Bouteille #31486. Mélange provenant de MGP et de Heaven Hill; 38.5% 17 yr Bourbon (Heaven Hill), 51% 4 yr Bourbon (MGP) et 10.5% 4 yr Corn Whiskey (MGP).

André 85.5%
Grains de maïs sucrés, fruits sauvages rouges, caramel brûlé, cire, rye épicé. Y’a une belle quiétude des vieux whiskies vénérables avec une fougue retenue en arrière-plan. Sécheresse épicée en toile de fond aussi et beaucoup de saveurs et de sensations du bois de chêne sec. La bouche est à la fois fruitée et sucrée avec une sensation épicée et sèche. Belle grosse pomme rouge cireuse trempée dans les épices dont la cannelle, le clou de girofle et une bonne dose de poivre noir moulu et de chêne. Personnellement je trouve le whisky un peu débalancé dans l’ensemble. Le bon point est que le taux d’alcool est vraiment bien caché et le whisky est facile à apprécier. La finale est aussi un peu courte et donne beaucoup trop de place aux épices et aux saveurs de chêne qui assèchent la bouche. Dans les éditions que j’ai goûtées de la série Orphean Barrel, celle-ci est celle avec le moins de singularité.

Patrick 89%
Pour un whisky âgé 4 ans, le m’a fait sursauter, mais bon, la qualité du produit et un taux d’alcool honnête font en sorte que je ne peux pas trop me plaindre (mais quand même un peu). Bref, un très bon whisky, mais on paie cher l’équipe de marketing derrière le produit. Nez : Épices, fruits mûrs, grain, vanille, caramel… Bref, un parfum alléchant. Bouche : Bois brûlé intense, épices, fruits mûrs, caramel, grain. Le goût est dominé par le bois brûlé et les épices. Finale : D’une belle longueur, marquée par le bois brûlé, le caramel et les fruits mûrs.

Martin 86.5%
Nez: Maïs et vanille sont les notes prédominantes quand on met le nez au-dessus du verre. Un peu de caramel et de fruits ferment le cercle. L’alcool est sournois… Bouche: Épices, fruits, chêne et maïs. Un peu de vanille, mais on se perd rapidement dans son degré d’alcool. Finale: Un peu déséquilibrée ici, on se fait donner un uppercut rendu ici par les épices, ou devrais-je plutôt dire qu’on se fait ruer par un cheval bien amanché. Équilibre: Ça commence bien, mais j’ai la triste impression qu’au cours de l’assemblage on a un peu perdu le contrôle.

SMWS B3.3 Rocktown 2 ans

54.3% alc./vol.
« Treacle buns in a sawmill » – Distillé le 7 novembre 2012, 221 bouteilles.

André 84%
Nez fougueux et vif, on sent que le whisky est jeune et alcoolisé.
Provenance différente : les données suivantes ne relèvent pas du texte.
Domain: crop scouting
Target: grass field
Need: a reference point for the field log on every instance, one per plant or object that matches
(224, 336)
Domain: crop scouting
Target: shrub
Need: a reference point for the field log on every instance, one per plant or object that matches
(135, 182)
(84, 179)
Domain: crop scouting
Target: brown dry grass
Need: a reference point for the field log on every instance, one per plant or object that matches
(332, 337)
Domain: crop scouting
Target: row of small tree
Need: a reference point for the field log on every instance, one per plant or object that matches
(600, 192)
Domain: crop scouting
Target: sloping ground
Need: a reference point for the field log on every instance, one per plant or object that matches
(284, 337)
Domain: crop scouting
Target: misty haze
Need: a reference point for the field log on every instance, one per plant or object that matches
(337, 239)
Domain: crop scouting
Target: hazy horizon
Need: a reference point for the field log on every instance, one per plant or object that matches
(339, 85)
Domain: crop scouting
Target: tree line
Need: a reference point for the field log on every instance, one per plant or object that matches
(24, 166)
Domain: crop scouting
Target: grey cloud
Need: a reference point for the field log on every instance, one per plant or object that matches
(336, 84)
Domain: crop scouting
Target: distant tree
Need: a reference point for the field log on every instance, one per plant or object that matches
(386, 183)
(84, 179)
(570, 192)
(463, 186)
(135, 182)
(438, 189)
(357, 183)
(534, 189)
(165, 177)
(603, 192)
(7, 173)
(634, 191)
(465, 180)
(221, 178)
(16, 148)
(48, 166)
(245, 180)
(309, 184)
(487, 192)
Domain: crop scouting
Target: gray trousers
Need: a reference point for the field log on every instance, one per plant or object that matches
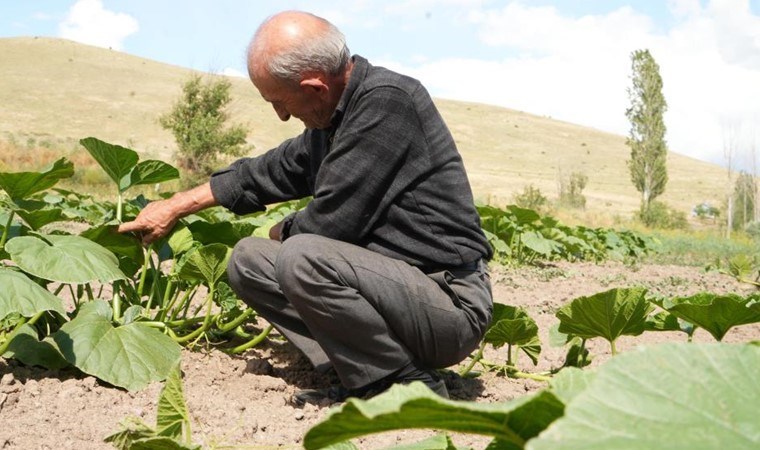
(362, 313)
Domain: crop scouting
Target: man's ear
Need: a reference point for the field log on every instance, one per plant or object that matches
(315, 85)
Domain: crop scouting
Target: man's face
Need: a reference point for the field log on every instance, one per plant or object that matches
(302, 102)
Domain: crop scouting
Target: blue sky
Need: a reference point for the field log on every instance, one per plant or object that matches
(569, 60)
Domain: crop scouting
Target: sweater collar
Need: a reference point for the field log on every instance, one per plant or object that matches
(358, 73)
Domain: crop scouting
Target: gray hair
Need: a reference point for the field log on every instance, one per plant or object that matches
(328, 53)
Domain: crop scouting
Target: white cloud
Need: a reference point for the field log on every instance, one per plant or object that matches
(577, 69)
(231, 72)
(88, 22)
Sundae aux bananes, vanille en poudre, fruits rouges, céréales sucrées, poires, amandes au miel. En bouche, le whisky est sec et sucré, mélange d’alcool relevé, de vanille et de miel. Bel équilibre troublé par quelques notes de poivre. Je trouve que les influences du bois sont un peu trop prononcées, ce qui déséquilibre légèrement le whisky. Agréables saveurs de bananes nappées de miel et de vanille, de fruits rouges. L’éventail de saveurs est limité et je suis d’avis que l’on fait le tour du whisky rapidement côté saveurs. La finale est moyenne longue, bien sucrée mais n’offre que peu de surprises au niveau des saveurs.

Patrick 90%
Je m’attendais au pire, et j’ai eu le meilleur! Impressionnant, ça regarde bien pour cette jeune distillerie. Enfin, le genre de surprise qu’on souhaite trouver plus souvent quand on explore le fabuleux monde du whisky. Nez : Pop-Tart aux framboises nappé de miel. Très sucré et appétissant. Bouche : Le new make n’est pas loin. Les Pop-Tarts laissent la place aux graines de citrouilles, à la vanille, au maïs, aux bananes et aux crêpes dans le sirop… Un vrai petit déjeuner! Finale : Longue et savoureuse, avec de belles épices et des fruits surprenants.